In a table at the end of the book, Powell illustrates the exculpatory material the government failed to provide her client's counsel at trial by means of a chart. In one column are the contents of how prosecutors described exculpatory material in a summary letter they provided to the defense before trial. An adjacent column reflects what was actually in the documents. The prosecutors clearly hid the truth from the defense. Jim Brown deserves a new trial.
I read the book with a brooding sense of wonder: All those trips around the country; the thousands of hours studying documents. Not once did she ever mention fretting about a fee. It must be nice, I thought, to have clients with seemingly infinitely deep pockets. The rich really do live differently.
Near the end of this 400-page book, Powell wonders whether she can remain in the practice of law. She's lost confidence in the courts, in the integrity of the Justice Department, and even the rule of law. One wonders how she practiced law for 30 years and remained untouched by cynicism: ours is a profession of high aspirations constantly shattered by the gritty reality of the cases – we come to call them "fact patterns" – that consume us. She may well leave the law for a career as a legal fiction writer: She experiments with breezy transitions and takes liberties with facts in this otherwise well-written book -- she relies too much on cliches to characterize what people must have been feeling at various hearings she did not attend, an unncessary device.

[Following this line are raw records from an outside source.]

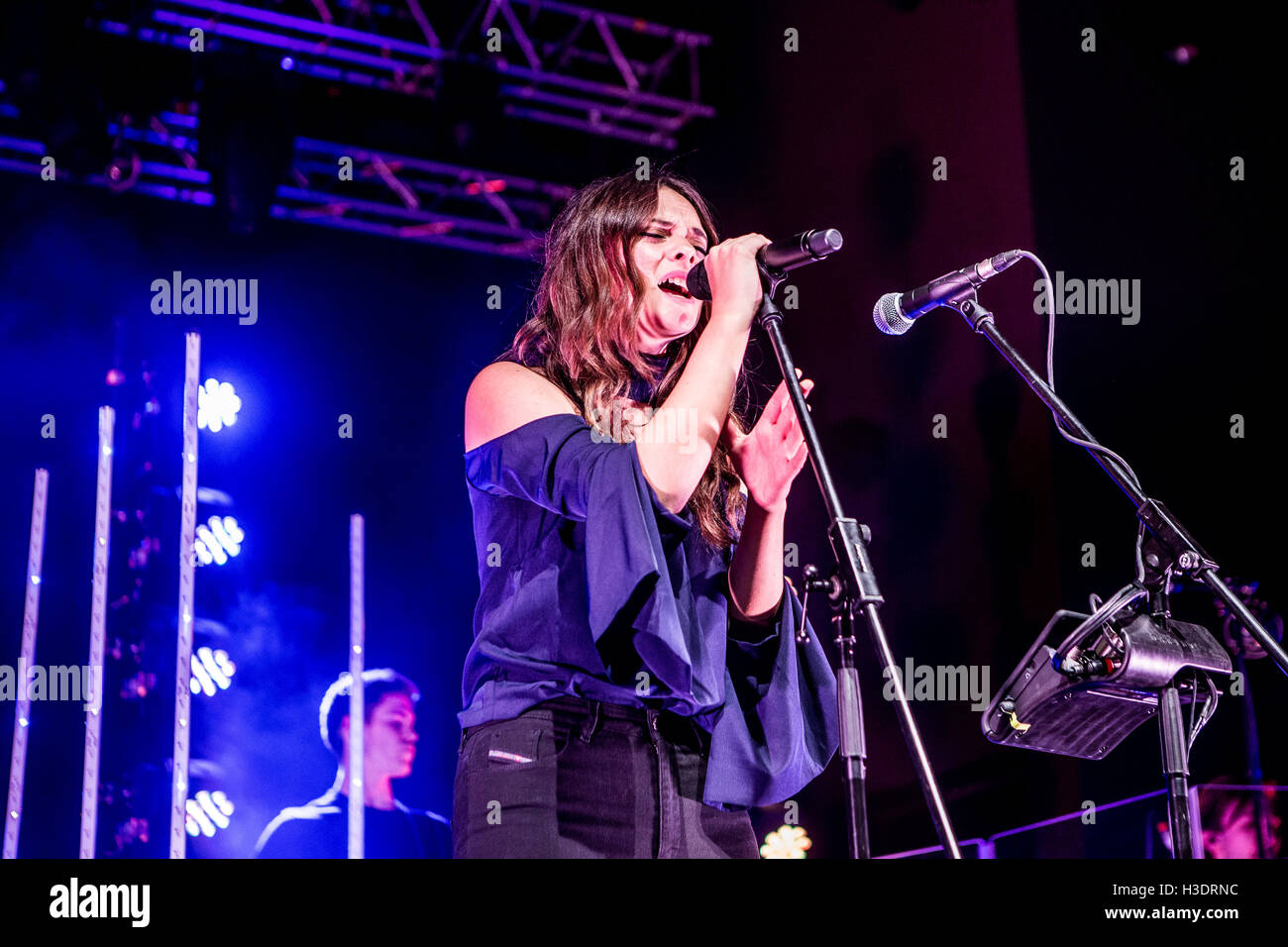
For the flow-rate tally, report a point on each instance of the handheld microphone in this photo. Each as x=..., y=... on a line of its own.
x=789, y=253
x=896, y=312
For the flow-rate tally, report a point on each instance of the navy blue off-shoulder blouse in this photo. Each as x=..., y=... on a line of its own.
x=591, y=587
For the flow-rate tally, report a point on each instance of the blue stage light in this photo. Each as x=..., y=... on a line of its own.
x=217, y=406
x=218, y=539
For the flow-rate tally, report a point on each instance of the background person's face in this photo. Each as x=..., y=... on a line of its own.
x=389, y=738
x=675, y=244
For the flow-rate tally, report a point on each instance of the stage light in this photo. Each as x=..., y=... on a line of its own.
x=218, y=539
x=789, y=841
x=207, y=812
x=211, y=671
x=217, y=406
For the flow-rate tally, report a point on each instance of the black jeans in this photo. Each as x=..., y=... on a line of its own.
x=579, y=779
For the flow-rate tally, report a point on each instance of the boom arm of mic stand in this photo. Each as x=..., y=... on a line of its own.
x=858, y=590
x=1157, y=518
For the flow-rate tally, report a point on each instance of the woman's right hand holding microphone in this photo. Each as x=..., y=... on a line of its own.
x=734, y=279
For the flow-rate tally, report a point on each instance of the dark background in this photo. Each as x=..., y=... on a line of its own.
x=1109, y=165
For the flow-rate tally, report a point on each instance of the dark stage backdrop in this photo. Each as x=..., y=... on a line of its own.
x=931, y=136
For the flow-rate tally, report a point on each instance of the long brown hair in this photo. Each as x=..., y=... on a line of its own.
x=585, y=315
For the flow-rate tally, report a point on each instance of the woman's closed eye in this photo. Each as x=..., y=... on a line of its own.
x=664, y=236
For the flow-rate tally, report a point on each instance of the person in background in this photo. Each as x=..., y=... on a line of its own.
x=321, y=828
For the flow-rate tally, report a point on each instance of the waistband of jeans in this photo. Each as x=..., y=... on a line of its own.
x=677, y=728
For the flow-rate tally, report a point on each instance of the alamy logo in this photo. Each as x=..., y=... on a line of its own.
x=73, y=899
x=939, y=684
x=1091, y=298
x=176, y=296
x=53, y=684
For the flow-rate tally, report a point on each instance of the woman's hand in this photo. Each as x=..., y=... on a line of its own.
x=734, y=278
x=773, y=453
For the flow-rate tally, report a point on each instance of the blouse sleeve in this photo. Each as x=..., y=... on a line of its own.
x=778, y=729
x=562, y=464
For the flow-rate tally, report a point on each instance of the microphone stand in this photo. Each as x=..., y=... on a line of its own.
x=1171, y=549
x=851, y=587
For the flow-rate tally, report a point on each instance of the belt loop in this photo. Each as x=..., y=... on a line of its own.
x=588, y=729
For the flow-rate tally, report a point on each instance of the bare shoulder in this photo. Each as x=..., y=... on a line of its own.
x=505, y=395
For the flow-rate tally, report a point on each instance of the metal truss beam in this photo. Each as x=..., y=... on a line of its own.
x=562, y=64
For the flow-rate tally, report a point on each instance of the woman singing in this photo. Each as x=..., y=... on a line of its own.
x=634, y=684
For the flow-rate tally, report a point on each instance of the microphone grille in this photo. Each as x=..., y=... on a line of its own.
x=888, y=316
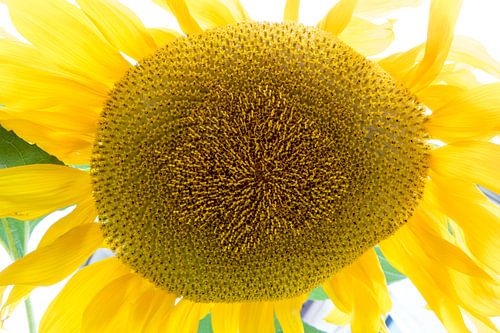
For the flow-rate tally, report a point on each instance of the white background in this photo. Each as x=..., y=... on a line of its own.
x=479, y=19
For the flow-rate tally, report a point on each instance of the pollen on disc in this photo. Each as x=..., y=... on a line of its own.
x=253, y=161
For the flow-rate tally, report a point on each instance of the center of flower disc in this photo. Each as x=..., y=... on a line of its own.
x=253, y=161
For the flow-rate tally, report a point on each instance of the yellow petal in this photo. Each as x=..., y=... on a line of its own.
x=185, y=316
x=63, y=119
x=120, y=26
x=35, y=190
x=370, y=297
x=367, y=270
x=77, y=294
x=163, y=304
x=338, y=289
x=473, y=212
x=442, y=18
x=366, y=317
x=257, y=317
x=368, y=38
x=291, y=11
x=474, y=161
x=456, y=76
x=151, y=302
x=16, y=295
x=213, y=13
x=111, y=308
x=42, y=89
x=52, y=263
x=288, y=314
x=414, y=265
x=473, y=113
x=163, y=36
x=15, y=52
x=337, y=18
x=443, y=251
x=468, y=51
x=381, y=7
x=438, y=96
x=71, y=148
x=186, y=21
x=84, y=212
x=226, y=317
x=400, y=64
x=338, y=317
x=63, y=33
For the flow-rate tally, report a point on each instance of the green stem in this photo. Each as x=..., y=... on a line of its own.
x=30, y=315
x=10, y=240
x=15, y=255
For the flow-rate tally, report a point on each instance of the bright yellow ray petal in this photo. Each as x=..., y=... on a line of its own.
x=337, y=18
x=338, y=317
x=163, y=304
x=70, y=148
x=186, y=21
x=84, y=212
x=35, y=190
x=120, y=26
x=456, y=76
x=15, y=52
x=470, y=114
x=185, y=316
x=76, y=121
x=460, y=278
x=442, y=18
x=367, y=270
x=443, y=251
x=151, y=302
x=474, y=161
x=402, y=252
x=366, y=37
x=370, y=297
x=399, y=64
x=41, y=89
x=110, y=309
x=62, y=33
x=52, y=263
x=291, y=13
x=16, y=295
x=163, y=36
x=226, y=317
x=288, y=314
x=360, y=294
x=214, y=13
x=257, y=317
x=468, y=51
x=381, y=7
x=77, y=294
x=473, y=212
x=438, y=96
x=338, y=290
x=366, y=317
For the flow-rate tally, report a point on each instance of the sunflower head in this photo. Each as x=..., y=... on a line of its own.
x=229, y=162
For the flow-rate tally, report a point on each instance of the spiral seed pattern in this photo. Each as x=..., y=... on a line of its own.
x=253, y=161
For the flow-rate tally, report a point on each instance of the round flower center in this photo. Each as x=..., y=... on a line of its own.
x=253, y=161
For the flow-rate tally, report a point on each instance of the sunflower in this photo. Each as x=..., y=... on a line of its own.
x=237, y=165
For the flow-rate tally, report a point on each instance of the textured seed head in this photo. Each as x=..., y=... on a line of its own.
x=254, y=161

Sidney Powell's career as a lawyer is, apparently, about to begin. She now knows that the government lies. Let's see if she is radicalized by this insight or if she becomes so disillusioned she leaves the trenches for the safer confines of commentary. Whether factually guilty or not, defendants stand daily in the well of courts nationwide looking for lawyers with the courage to fight. Powell ought not to give up now that she realizes just how desperate those fights can be.